Heading into Election Day, there were 29 Republican governors, 19 Democrats and two independents.
In some cities with mayoral elections — such as Boston and Pittsburgh — incumbents were expected to breeze to re-election.
Other incumbents faced stiff challenges, and others are focused on sensitive racial issues, and involve black and white candidates competing against each other:
— In Cincinnati, white incumbent Charlie Luken was challenged by Courtis Fuller, a black political newcomer. Both are registered Democrats; both were news anchors at the same local TV station. Cincinnati is 43 percent black in a city of 331,000.
Fuller has criticized Luken for imposing a curfew in September after a white officer was acquitted in the fatal shooting of a black man. The death set off rioting in April.

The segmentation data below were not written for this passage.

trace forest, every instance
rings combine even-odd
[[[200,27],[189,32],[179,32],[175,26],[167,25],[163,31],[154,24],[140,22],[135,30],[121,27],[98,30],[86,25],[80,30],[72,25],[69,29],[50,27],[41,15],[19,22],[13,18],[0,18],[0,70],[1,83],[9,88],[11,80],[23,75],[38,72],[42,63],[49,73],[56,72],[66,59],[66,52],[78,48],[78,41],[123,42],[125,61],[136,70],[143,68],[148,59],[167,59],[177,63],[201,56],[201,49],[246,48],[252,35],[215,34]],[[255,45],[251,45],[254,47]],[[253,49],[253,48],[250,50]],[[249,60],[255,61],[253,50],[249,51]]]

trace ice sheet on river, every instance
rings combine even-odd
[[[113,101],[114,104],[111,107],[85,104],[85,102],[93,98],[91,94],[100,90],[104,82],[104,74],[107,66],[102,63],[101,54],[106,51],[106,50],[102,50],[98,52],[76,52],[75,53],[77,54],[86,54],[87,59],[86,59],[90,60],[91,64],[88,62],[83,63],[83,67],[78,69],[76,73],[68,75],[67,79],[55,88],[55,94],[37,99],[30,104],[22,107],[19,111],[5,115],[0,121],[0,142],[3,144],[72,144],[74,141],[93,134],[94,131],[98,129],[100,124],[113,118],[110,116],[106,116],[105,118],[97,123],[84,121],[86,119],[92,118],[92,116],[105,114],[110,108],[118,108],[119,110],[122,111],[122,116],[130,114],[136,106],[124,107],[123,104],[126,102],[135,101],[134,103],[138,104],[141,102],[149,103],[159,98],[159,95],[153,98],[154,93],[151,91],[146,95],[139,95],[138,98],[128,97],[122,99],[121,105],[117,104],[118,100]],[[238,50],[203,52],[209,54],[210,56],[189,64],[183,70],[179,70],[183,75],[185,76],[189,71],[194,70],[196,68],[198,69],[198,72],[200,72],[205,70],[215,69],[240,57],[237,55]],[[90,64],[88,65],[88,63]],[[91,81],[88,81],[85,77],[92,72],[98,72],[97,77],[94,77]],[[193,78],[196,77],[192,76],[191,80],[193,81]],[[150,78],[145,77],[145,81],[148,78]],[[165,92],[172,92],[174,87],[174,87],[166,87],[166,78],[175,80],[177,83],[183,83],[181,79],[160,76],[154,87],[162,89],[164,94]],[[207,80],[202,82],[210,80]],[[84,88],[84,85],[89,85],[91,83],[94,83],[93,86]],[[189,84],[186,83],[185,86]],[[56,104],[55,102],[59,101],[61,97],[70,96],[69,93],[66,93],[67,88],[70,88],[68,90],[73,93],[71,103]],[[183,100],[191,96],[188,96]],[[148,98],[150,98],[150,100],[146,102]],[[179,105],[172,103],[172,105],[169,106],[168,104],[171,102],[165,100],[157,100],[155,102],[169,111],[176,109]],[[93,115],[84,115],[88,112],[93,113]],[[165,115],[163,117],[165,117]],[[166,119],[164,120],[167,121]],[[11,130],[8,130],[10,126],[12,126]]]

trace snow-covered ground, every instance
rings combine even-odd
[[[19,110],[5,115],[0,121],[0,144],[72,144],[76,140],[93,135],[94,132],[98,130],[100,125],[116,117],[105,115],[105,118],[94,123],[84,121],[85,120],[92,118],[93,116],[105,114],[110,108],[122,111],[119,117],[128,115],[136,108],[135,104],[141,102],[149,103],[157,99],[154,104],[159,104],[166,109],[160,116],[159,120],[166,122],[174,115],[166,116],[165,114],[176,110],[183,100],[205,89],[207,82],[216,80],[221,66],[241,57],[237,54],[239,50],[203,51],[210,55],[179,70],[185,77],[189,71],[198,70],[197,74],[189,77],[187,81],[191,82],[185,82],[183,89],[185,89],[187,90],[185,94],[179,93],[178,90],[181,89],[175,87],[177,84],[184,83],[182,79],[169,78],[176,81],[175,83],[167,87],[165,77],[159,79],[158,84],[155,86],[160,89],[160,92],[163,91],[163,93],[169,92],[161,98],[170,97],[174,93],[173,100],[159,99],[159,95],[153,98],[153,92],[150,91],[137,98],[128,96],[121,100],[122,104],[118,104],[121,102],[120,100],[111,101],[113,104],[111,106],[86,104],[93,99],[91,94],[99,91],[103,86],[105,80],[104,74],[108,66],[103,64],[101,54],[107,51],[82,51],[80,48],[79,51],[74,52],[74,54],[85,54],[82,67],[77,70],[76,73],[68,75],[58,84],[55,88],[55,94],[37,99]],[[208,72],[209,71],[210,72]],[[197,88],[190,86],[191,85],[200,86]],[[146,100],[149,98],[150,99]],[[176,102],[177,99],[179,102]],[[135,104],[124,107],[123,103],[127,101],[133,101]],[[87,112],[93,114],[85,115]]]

— In Minneapolis, community activist R.T. Rybak, who is white, was favored over incumbent Sharon Sayles Belton, the city's first black and first female mayor. Both are Democrats; Rybak is considered more liberal.
— Houston's first black mayor, Lee Brown, is seeking a third term. Brown served as former President Clinton's drug czar before Gen. Barry McCaffrey and was police chief in Atlanta, Houston and New York. His main challengers were City Councilmen Chris Bell, who is white, and Cuban-born Orlando Sanchez. Brown and Bell are Democrats; Sanchez, who would be Houston's first Hispanic mayor, is Republican.
Atlanta, Cleveland, Detroit, and Seattle will all get new mayors after incumbents depart. Outgoing Atlanta Mayor Bill Campbell's administration has been entangled in corruption scandals; Seattle Mayor Paul Schell lost in a primary, at least in part because of the city's struggles to cope with rioting during a World Trade Organization meeting in late 1999.
Among the many local and statewide ballot initiatives to be decided Tuesday are two in Washington state:
One would impose the highest tobacco taxes in the nation, boosting the price of a cigarette pack to nearly $5. The other would prohibit local governments from raising property taxes by more than 1 percent each year unless voters authorize a larger increase.
Opponents of the property-tax initiative noted that the inflation rate often is more than 1 percent, and warned that local officials would be forced into making damaging budget cuts if the measure passed.
Fox News' Carl Cameron and the Associated Press contributed to this report.